• Prep Time: 10 min
  • Cooking Time: 60 min
  • Serves: 6

Crack Tatoes

  • Recipe Submitted by on

 Ingredients List

  • ½ pound bacon
  • 6 medium white potatoes
  • kosher salt, to taste
  • fresh cracked pepper, to taste
  • 1½ cups shredded cheddar cheese (mozzarella, or a mix of the two, works well too)


Preheat your oven to 425ºF with a rack in the middle position.

Cut the bacon into half inch pieces and fry until crisp. Set the pieces aside on paper towels to drain, do not discard the fat.

Pour 1 to 2 tablespoons of the bacon fat onto a rimmed baking sheet. You want enough to coat the bottom of the sheet, but not so much that it pools.

Cut the potatoes up into roughly ½" cubes. Put on the baking sheet and toss with a spatula to coat with the bacon fat.

Roast the potatoes for 20 minutes, then toss with a spatula, roast for an additional 20 minutes.

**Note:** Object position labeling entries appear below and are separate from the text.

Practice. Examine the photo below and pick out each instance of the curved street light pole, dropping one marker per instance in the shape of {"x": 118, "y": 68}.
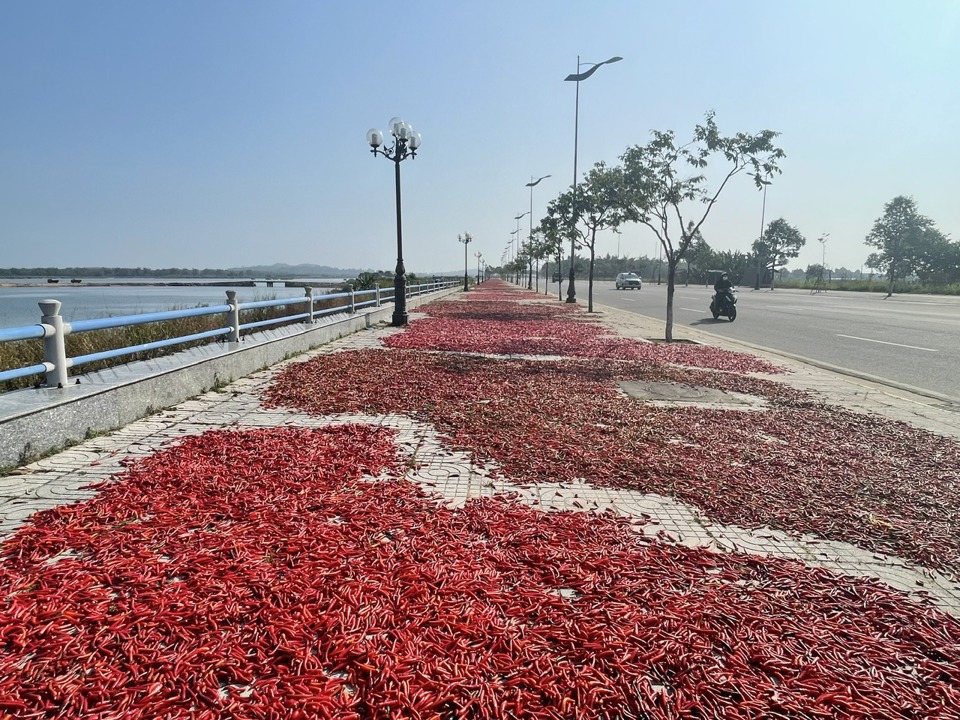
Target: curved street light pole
{"x": 763, "y": 213}
{"x": 465, "y": 239}
{"x": 519, "y": 272}
{"x": 577, "y": 77}
{"x": 406, "y": 142}
{"x": 532, "y": 184}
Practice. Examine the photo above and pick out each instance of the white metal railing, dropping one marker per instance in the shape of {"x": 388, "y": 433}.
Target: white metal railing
{"x": 52, "y": 329}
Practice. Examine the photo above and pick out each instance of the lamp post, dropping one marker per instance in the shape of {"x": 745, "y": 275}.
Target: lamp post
{"x": 517, "y": 218}
{"x": 406, "y": 142}
{"x": 577, "y": 77}
{"x": 465, "y": 239}
{"x": 763, "y": 212}
{"x": 515, "y": 249}
{"x": 532, "y": 184}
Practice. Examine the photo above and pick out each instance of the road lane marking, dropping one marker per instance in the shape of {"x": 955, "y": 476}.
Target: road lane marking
{"x": 884, "y": 342}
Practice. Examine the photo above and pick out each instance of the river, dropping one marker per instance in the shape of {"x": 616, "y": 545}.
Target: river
{"x": 111, "y": 297}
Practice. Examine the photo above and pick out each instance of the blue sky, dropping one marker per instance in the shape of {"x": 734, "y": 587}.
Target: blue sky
{"x": 226, "y": 133}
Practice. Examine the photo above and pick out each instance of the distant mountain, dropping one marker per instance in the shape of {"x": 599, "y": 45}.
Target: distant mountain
{"x": 302, "y": 270}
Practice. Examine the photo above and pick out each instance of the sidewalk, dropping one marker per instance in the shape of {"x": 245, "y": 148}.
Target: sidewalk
{"x": 430, "y": 566}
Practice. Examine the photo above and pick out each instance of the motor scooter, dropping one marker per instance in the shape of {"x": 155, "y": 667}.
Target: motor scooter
{"x": 724, "y": 303}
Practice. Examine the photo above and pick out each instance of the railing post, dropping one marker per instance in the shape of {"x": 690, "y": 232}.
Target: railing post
{"x": 54, "y": 344}
{"x": 233, "y": 316}
{"x": 309, "y": 294}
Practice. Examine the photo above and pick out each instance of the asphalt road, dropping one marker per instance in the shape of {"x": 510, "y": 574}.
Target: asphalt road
{"x": 907, "y": 340}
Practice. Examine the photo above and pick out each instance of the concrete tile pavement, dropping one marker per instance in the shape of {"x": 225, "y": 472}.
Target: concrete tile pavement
{"x": 454, "y": 478}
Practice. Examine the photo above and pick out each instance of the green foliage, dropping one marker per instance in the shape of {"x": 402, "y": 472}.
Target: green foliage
{"x": 902, "y": 237}
{"x": 662, "y": 179}
{"x": 780, "y": 241}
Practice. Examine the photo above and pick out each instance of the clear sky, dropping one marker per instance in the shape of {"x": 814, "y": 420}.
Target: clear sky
{"x": 222, "y": 133}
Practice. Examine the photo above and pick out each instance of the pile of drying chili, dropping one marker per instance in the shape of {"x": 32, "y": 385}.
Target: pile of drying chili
{"x": 799, "y": 466}
{"x": 537, "y": 328}
{"x": 265, "y": 574}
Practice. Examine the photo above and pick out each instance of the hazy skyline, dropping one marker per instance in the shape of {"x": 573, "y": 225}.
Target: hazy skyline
{"x": 220, "y": 134}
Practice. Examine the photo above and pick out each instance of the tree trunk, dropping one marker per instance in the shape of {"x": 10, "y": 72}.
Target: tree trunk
{"x": 593, "y": 244}
{"x": 560, "y": 278}
{"x": 671, "y": 279}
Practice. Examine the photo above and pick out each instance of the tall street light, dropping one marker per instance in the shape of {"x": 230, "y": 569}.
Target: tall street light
{"x": 763, "y": 212}
{"x": 532, "y": 184}
{"x": 517, "y": 218}
{"x": 405, "y": 144}
{"x": 577, "y": 77}
{"x": 465, "y": 239}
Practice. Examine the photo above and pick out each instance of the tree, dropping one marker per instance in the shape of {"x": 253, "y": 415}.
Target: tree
{"x": 598, "y": 204}
{"x": 659, "y": 190}
{"x": 899, "y": 235}
{"x": 780, "y": 241}
{"x": 736, "y": 264}
{"x": 555, "y": 238}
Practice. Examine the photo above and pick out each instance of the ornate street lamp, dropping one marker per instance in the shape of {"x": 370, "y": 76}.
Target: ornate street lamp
{"x": 406, "y": 142}
{"x": 577, "y": 77}
{"x": 532, "y": 184}
{"x": 466, "y": 240}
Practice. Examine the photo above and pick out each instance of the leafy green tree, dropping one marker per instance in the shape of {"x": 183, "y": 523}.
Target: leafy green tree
{"x": 556, "y": 233}
{"x": 899, "y": 235}
{"x": 736, "y": 264}
{"x": 663, "y": 179}
{"x": 780, "y": 241}
{"x": 598, "y": 203}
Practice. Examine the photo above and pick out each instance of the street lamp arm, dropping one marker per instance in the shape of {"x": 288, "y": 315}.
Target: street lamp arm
{"x": 577, "y": 77}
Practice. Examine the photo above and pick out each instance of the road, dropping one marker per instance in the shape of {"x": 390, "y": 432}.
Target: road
{"x": 908, "y": 340}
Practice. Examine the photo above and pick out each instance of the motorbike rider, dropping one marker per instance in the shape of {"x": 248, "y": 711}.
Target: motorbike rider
{"x": 723, "y": 286}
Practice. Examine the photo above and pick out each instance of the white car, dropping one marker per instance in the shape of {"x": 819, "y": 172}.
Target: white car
{"x": 628, "y": 281}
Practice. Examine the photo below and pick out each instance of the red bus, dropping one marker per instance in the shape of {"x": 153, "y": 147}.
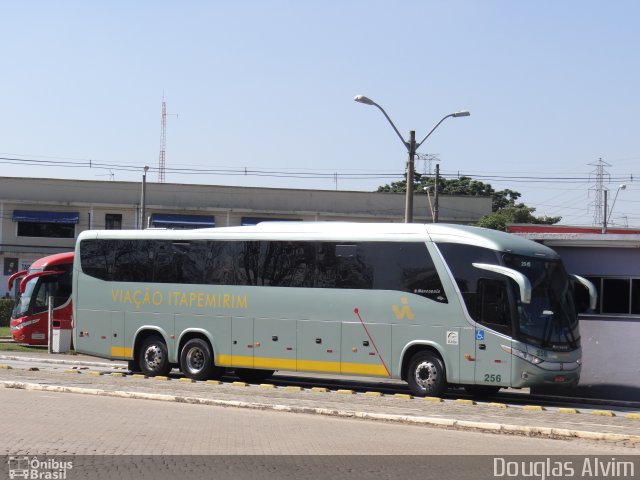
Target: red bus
{"x": 48, "y": 276}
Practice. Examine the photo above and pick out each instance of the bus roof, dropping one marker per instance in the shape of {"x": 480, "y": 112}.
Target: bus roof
{"x": 343, "y": 231}
{"x": 52, "y": 260}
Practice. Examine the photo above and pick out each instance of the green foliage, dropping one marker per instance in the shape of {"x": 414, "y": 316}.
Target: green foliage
{"x": 504, "y": 207}
{"x": 514, "y": 214}
{"x": 6, "y": 306}
{"x": 456, "y": 186}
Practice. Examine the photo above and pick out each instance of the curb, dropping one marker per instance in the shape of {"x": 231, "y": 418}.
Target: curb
{"x": 431, "y": 421}
{"x": 56, "y": 361}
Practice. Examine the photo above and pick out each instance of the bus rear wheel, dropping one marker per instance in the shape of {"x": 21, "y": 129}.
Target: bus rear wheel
{"x": 426, "y": 375}
{"x": 153, "y": 358}
{"x": 196, "y": 360}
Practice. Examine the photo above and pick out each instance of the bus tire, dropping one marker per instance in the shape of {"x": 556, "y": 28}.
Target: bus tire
{"x": 196, "y": 360}
{"x": 426, "y": 375}
{"x": 154, "y": 357}
{"x": 252, "y": 375}
{"x": 481, "y": 391}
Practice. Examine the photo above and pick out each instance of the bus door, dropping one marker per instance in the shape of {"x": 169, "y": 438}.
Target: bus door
{"x": 492, "y": 362}
{"x": 242, "y": 347}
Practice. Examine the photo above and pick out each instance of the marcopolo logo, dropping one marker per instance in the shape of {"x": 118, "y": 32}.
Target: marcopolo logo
{"x": 34, "y": 468}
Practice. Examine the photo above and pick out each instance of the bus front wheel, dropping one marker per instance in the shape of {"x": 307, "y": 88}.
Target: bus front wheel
{"x": 196, "y": 360}
{"x": 426, "y": 376}
{"x": 154, "y": 357}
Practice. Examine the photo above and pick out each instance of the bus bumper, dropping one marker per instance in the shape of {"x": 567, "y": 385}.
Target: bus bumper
{"x": 558, "y": 374}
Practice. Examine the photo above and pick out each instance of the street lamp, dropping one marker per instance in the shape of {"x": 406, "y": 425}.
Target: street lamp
{"x": 411, "y": 145}
{"x": 608, "y": 217}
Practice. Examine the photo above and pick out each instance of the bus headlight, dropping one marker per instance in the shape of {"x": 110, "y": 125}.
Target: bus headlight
{"x": 527, "y": 357}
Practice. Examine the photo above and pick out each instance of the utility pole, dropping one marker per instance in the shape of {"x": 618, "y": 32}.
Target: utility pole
{"x": 436, "y": 205}
{"x": 143, "y": 199}
{"x": 408, "y": 206}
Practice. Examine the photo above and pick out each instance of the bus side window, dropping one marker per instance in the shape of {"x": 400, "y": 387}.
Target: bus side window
{"x": 493, "y": 304}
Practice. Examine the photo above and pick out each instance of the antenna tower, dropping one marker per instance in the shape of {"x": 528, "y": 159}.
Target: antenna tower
{"x": 163, "y": 141}
{"x": 599, "y": 188}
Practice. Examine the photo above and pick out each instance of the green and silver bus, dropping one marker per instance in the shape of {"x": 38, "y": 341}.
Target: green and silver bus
{"x": 435, "y": 305}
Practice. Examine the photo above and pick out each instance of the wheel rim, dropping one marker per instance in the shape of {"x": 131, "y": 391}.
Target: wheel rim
{"x": 426, "y": 375}
{"x": 153, "y": 357}
{"x": 195, "y": 360}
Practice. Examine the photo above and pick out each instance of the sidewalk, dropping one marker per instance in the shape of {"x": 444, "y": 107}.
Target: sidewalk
{"x": 458, "y": 414}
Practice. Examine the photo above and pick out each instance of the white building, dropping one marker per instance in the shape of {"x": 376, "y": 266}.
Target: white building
{"x": 41, "y": 216}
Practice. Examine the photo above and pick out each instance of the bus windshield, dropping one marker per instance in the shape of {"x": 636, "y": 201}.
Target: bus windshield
{"x": 492, "y": 299}
{"x": 550, "y": 319}
{"x": 36, "y": 293}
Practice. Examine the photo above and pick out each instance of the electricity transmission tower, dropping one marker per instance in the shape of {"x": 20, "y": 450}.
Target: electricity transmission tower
{"x": 598, "y": 203}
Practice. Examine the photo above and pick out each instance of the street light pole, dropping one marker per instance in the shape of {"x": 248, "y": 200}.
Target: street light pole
{"x": 411, "y": 147}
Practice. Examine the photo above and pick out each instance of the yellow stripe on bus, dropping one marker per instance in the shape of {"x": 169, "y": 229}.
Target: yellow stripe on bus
{"x": 301, "y": 365}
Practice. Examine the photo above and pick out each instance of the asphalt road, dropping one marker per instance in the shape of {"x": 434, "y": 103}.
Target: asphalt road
{"x": 63, "y": 423}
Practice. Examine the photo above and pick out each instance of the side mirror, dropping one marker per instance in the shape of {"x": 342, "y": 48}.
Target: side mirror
{"x": 593, "y": 293}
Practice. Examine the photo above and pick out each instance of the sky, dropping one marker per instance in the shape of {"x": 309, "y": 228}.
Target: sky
{"x": 260, "y": 93}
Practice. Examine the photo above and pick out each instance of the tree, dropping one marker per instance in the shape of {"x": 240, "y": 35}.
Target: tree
{"x": 504, "y": 208}
{"x": 514, "y": 214}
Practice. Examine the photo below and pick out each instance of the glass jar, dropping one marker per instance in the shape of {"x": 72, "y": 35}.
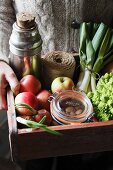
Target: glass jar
{"x": 70, "y": 107}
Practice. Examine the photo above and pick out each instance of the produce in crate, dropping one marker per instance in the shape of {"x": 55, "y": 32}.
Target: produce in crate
{"x": 96, "y": 50}
{"x": 102, "y": 98}
{"x": 42, "y": 97}
{"x": 30, "y": 83}
{"x": 22, "y": 100}
{"x": 60, "y": 84}
{"x": 40, "y": 114}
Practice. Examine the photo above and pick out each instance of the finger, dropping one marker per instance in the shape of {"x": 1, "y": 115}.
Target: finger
{"x": 13, "y": 82}
{"x": 3, "y": 103}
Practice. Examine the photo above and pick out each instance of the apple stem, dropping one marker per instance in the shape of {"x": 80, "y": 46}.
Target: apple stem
{"x": 24, "y": 105}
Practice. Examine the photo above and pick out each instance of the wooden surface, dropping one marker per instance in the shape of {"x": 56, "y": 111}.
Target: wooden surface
{"x": 35, "y": 143}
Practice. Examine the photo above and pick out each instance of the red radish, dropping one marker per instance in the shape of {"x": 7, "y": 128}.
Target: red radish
{"x": 30, "y": 83}
{"x": 43, "y": 99}
{"x": 29, "y": 99}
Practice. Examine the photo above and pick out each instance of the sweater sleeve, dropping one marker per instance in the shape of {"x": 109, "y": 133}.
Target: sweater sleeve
{"x": 7, "y": 18}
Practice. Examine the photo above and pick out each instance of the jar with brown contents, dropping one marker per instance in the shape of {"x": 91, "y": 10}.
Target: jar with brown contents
{"x": 70, "y": 107}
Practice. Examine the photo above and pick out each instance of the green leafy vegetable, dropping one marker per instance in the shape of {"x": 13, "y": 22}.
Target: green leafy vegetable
{"x": 33, "y": 124}
{"x": 102, "y": 98}
{"x": 96, "y": 50}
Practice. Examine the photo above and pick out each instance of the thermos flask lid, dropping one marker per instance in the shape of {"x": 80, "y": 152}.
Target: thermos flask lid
{"x": 25, "y": 20}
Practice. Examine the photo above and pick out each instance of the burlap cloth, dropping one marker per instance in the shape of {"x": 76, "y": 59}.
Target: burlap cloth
{"x": 55, "y": 64}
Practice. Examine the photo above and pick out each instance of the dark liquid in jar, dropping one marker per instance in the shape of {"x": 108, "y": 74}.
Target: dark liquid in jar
{"x": 71, "y": 107}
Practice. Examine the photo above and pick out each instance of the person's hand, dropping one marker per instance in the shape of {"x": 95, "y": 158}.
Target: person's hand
{"x": 7, "y": 77}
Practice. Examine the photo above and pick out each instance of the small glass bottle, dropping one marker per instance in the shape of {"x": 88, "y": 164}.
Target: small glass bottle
{"x": 70, "y": 107}
{"x": 25, "y": 46}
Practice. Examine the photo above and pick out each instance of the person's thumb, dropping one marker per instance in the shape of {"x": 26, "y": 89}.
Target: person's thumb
{"x": 13, "y": 82}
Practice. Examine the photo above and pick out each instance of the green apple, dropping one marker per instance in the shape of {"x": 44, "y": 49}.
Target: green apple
{"x": 60, "y": 84}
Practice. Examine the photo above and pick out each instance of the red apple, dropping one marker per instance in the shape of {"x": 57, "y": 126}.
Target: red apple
{"x": 30, "y": 83}
{"x": 41, "y": 114}
{"x": 43, "y": 99}
{"x": 60, "y": 84}
{"x": 29, "y": 99}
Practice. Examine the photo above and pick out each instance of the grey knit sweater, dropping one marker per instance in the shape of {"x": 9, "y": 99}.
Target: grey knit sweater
{"x": 54, "y": 19}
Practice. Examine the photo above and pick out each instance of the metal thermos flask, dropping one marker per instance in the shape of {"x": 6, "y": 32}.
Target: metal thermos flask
{"x": 25, "y": 46}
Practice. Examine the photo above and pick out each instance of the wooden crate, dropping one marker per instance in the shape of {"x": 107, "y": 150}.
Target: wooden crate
{"x": 30, "y": 143}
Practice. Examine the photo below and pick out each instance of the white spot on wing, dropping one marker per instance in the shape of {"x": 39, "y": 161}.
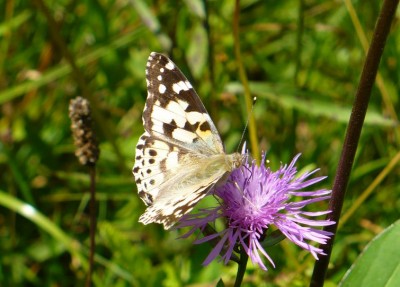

At this point check them. I usually toss them one more time, then let them go for another 15 minutes, but it all depends on how big the pieces are. They are done when all the sides are browned and crisp looking, but none should look burnt.

Remove the pan from the oven, season with salt and pepper, and top with your shredded cheese and bacon. Set the oven to broil, and place the pan back in just long enough for the cheese to melt and bubble.